Beginning today, the Consumer Product Safety Commission will advise manufacturers and parents to shorten cords, stitch down strings and remove the toggles that reportedly have contributed to accidents, injuries and deaths.
The guidelines are a follow-up to an effort last year in which dozens of children’s clothing manufacturers agreed to stop putting drawstrings on hoods and necklines.
The CPSC is going a step further by trying to alert parents, stores and garment makers to the 17 children killed and 42 children injured in the last decade because of tangled drawstrings at the neckline and elsewhere.
Brandi Browder was getting off a school bus in front of her Beavercreek, Ohio, home earlier this year when one end of the cord on her coat became hooked on the bus handrail. The 13-year-old was dragged under the vehicle and killed.

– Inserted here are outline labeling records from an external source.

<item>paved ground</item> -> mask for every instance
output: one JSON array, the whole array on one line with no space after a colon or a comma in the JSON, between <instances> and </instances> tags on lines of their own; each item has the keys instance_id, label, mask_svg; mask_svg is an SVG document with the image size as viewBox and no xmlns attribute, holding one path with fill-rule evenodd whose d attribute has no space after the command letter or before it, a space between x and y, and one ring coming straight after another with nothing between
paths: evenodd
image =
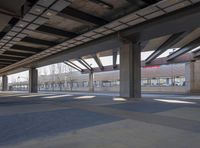
<instances>
[{"instance_id":1,"label":"paved ground","mask_svg":"<svg viewBox=\"0 0 200 148\"><path fill-rule=\"evenodd\" d=\"M199 148L200 96L0 93L2 148Z\"/></svg>"}]
</instances>

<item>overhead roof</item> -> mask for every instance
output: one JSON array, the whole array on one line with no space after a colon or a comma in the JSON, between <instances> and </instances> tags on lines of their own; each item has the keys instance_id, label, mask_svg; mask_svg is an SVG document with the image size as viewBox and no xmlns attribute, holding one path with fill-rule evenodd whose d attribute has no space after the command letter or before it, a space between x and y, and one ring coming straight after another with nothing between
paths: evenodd
<instances>
[{"instance_id":1,"label":"overhead roof","mask_svg":"<svg viewBox=\"0 0 200 148\"><path fill-rule=\"evenodd\" d=\"M28 65L197 2L199 0L2 0L0 72ZM172 34L149 41L144 50L158 48L159 43L170 36Z\"/></svg>"}]
</instances>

The death inspired Sen. Mike DeWine, R-Ohio, to investigate the safety of school buses and push for repairs of the tiny gap between the bus rails and walls. And Rep. Dave Hobson, R-Ohio, asked the CPSC this summer to expand its drawstring neckline initiative and investigate the dangers of drawstrings that dangle below the waist.
Brandi’s mother planned to join DeWine, Hobson and CPSC Chairman Ann Brown at a news conference today.
DeWine said he’d be willing to consider further action making the new guidelines mandatory, but he believes the manufacturers should first be given a chance to make the changes on their own.